Templo às margens da Via Dutra, em Itatiaia, enfrenta entraves legais e decisão judicial que mantém interdição

Por Redação com g1 27/04/2026 18h06 - Atualizado em 27/04/2026 18h06
Igreja luciferiana sem alvará gera polêmica no interior do Rio de Janeiro
Terreno tem santuário dos animais que não serão sacrificados, estátuas de entidades e árvores. - Foto: Arquivo pessoal

Uma construção às margens da Via Dutra, em Itatiaia (RJ), tem chamado a atenção de motoristas e moradores. Trata-se de uma igreja luciferiana localizada no bairro Vila Esperança, que, apesar da estrutura pronta, ainda enfrenta impasses legais para funcionamento.

Fundado por Jonathan Oliveira Ribeiro, conhecido como Mestre Jonan, o espaço é apontado por ele como o primeiro templo luciferiano do Brasil. Com cerca de dez anos de atividades, o local se destaca pelas cores preta e vermelha e pela estrutura dividida entre o chamado Castelo de Quimbanda Canta Galo e a área externa onde fica a igreja, além de um santuário com animais e uma figueira.

Mesmo com a estrutura montada, o templo não possui alvará de funcionamento. Segundo o fundador, a regularização esbarra em problemas antigos na documentação do imóvel, que envolve três terrenos. Ele afirma que tenta resolver a situação desde o início das obras.
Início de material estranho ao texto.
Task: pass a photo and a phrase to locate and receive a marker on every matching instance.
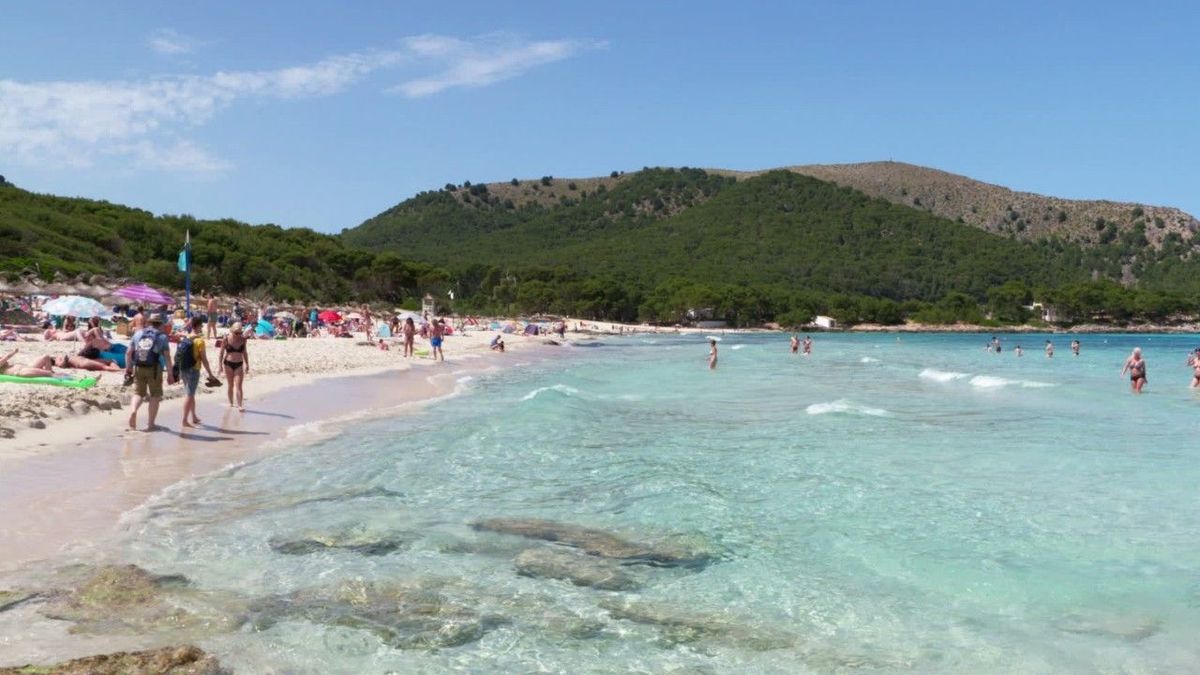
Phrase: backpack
(185, 354)
(145, 348)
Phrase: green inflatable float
(85, 383)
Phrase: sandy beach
(70, 469)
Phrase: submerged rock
(401, 616)
(595, 542)
(678, 626)
(354, 542)
(10, 599)
(577, 568)
(120, 598)
(167, 661)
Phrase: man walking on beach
(145, 363)
(190, 356)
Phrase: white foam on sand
(942, 375)
(845, 407)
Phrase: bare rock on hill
(577, 568)
(167, 661)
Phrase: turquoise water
(885, 505)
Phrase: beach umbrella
(77, 306)
(143, 293)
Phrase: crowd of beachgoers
(55, 368)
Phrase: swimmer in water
(1135, 366)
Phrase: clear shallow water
(882, 505)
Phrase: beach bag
(145, 351)
(185, 354)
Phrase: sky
(323, 114)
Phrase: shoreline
(69, 490)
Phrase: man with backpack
(190, 356)
(144, 365)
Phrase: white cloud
(144, 121)
(171, 43)
(478, 65)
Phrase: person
(190, 357)
(84, 363)
(211, 311)
(1135, 366)
(40, 368)
(409, 334)
(144, 364)
(235, 360)
(1194, 362)
(437, 334)
(94, 340)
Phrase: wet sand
(71, 501)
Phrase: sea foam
(846, 407)
(941, 375)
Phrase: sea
(888, 503)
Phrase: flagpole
(187, 274)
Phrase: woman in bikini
(94, 340)
(235, 362)
(1135, 366)
(409, 334)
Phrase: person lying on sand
(40, 368)
(84, 363)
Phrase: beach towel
(85, 383)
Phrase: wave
(559, 388)
(942, 375)
(991, 382)
(844, 406)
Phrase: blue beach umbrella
(77, 306)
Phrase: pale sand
(64, 489)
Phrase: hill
(993, 208)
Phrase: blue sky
(322, 114)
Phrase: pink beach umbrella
(143, 293)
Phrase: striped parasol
(143, 293)
(77, 306)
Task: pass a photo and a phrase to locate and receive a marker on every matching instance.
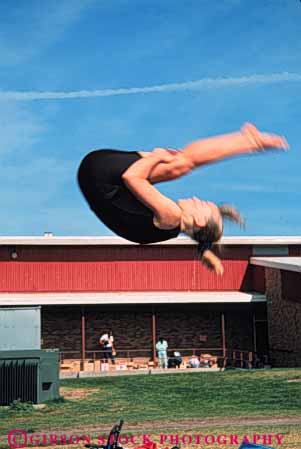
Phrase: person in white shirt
(161, 347)
(107, 343)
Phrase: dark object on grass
(112, 441)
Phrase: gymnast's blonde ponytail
(212, 262)
(212, 233)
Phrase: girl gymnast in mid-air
(119, 188)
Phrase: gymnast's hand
(163, 155)
(263, 141)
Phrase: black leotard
(99, 178)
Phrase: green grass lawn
(168, 398)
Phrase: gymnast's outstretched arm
(207, 151)
(167, 213)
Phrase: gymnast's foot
(263, 141)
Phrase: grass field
(243, 402)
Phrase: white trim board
(123, 298)
(85, 240)
(282, 263)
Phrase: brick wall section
(132, 326)
(284, 322)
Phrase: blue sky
(64, 62)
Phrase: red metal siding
(294, 250)
(62, 269)
(258, 275)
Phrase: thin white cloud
(204, 83)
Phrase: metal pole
(83, 336)
(254, 333)
(154, 334)
(223, 337)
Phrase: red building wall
(119, 268)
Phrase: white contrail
(204, 83)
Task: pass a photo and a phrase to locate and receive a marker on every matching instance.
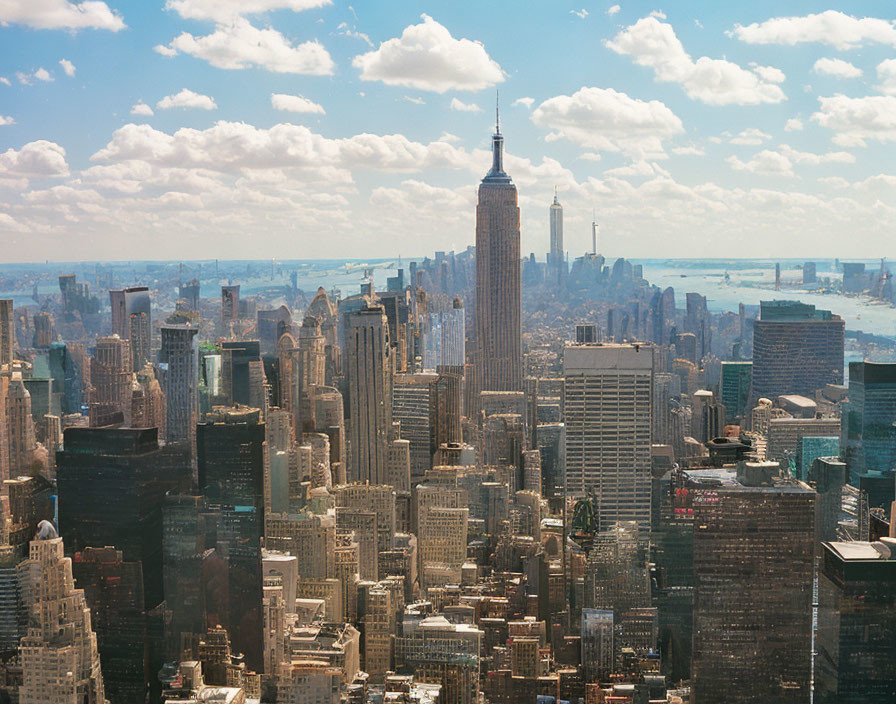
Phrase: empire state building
(498, 362)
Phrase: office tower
(796, 350)
(230, 307)
(110, 377)
(59, 657)
(44, 333)
(414, 406)
(607, 407)
(184, 533)
(19, 430)
(736, 378)
(66, 373)
(7, 331)
(380, 500)
(179, 364)
(148, 405)
(230, 463)
(445, 653)
(753, 563)
(113, 589)
(856, 638)
(869, 420)
(498, 365)
(112, 483)
(369, 372)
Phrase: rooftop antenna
(593, 232)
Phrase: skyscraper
(498, 365)
(607, 407)
(7, 331)
(179, 360)
(60, 661)
(369, 371)
(796, 350)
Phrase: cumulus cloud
(607, 120)
(60, 14)
(38, 159)
(464, 107)
(855, 120)
(226, 10)
(187, 99)
(427, 57)
(838, 68)
(712, 81)
(295, 103)
(831, 27)
(886, 74)
(240, 45)
(40, 74)
(141, 108)
(751, 136)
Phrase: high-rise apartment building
(753, 563)
(796, 350)
(868, 439)
(608, 394)
(59, 656)
(7, 331)
(179, 362)
(369, 372)
(498, 362)
(856, 638)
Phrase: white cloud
(295, 103)
(40, 74)
(765, 163)
(38, 159)
(141, 108)
(688, 151)
(751, 136)
(427, 57)
(607, 120)
(831, 27)
(855, 120)
(187, 99)
(886, 74)
(60, 14)
(240, 45)
(837, 68)
(225, 10)
(464, 107)
(712, 81)
(164, 50)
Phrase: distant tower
(498, 365)
(556, 258)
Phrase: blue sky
(307, 128)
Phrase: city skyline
(311, 118)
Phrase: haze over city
(321, 129)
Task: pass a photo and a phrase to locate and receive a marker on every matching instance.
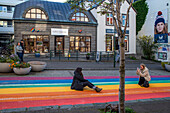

A Prefeitura de Itatiaia informou que o espaço não tem cadastro regular devido a pendências relacionadas à propriedade e à legalização do loteamento. O município destacou que qualquer construção, inclusive religiosa, precisa de aprovação prévia e autorização formal, o que não ocorreu neste caso.

Apesar disso, algumas atividades ainda são realizadas no local. De acordo com Jonan, uma decisão liminar obtida anteriormente teria permitido o funcionamento parcial, embora possa ser revista.

O Tribunal de Justiça do Estado do Rio de Janeiro (TJRJ), por sua vez, informou que manteve, por unanimidade, a interdição e o lacramento da edificação. A decisão foi baseada na ausência de alvará de obra e de aprovação técnica pelos órgãos competentes.

“O espaço busca regularização desde o início, mas enfrenta entraves documentais antigos”, afirmou o fundador.

No local, são realizados rituais ligados a Lúcifer, Belzebu e à deusa Astaroth. Segundo Jonan, as práticas envolvem temas como conhecimento, equilíbrio emocional e valores associados ao chamado "sagrado feminino".

“O luciferismo é uma crença baseada no equilíbrio entre opostos, com princípios como respeito, honestidade e ajuda ao próximo”, explicou.

A situação do templo segue em análise judicial e administrativa, sem previsão definitiva para regularização.